Re: How to determine the program path from a set-uid program
by mikfire (Deacon) on Mar 30, 2000 at 03:18 UTC
    I have found this works quite well as a work-around.

    Wrap all calls to perl into a binary that is SUID. At the top of any script needing to go suid, put something like:

         eval 'exec /usr/local/bin/perlwrap $0 {$1+"$@"}'
         if 0;
    where /usr/local/bin/perlwrap has the SUID bit correctly set. The name the script was actually called as ( including the path component ) and all the remaining command line arguments are sent to the wrapper as arguments. The wrapper does the SUID stuff and then runs the script, passing along the arguments.
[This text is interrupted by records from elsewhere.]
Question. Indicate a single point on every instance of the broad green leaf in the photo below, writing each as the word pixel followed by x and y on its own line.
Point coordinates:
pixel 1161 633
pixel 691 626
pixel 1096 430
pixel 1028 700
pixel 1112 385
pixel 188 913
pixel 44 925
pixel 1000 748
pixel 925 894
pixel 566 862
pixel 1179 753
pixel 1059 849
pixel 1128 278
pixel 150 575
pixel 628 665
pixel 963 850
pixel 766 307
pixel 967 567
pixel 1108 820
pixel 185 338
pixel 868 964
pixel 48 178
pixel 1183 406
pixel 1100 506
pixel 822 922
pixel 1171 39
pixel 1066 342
Since the script itself was never SUID, you don't get the file descriptor problem.

    You can then use a special ID to control which scripts can and cannot go SUID. Basically, if the script isn't owned by the special ID the permissions get reset to the user's before the script is run.

    If you need more help, email me and I will do what I can.

    Mik Firestone ( perlus bigotus maximus )

Re: How to determine the program path from a set-uid program
by btrott (Parson) on Mar 30, 2000 at 01:39 UTC
    You read correctly re: the security issue. In fact, this very information is found in perlsec. So, unless you're willing to use a wrapper script of some sort (which, it seems, could have the disadvantage of making your program insecure anyway), I don't think there's a solution to your problem. Sorry.
Re: How to determine the program path from a set-uid program
by turnstep (Parson) on Apr 01, 2000 at 07:17 UTC
    I'm able to duplicate the problem easy enough, but I can also get the name of the script through the web from Apache which sets the variable $ENV{'SCRIPT_FILENAME'}. I can also get it from the command line by looking at the value of the environment variable "_". This was on a fairly old sparc, so it may help, or may not.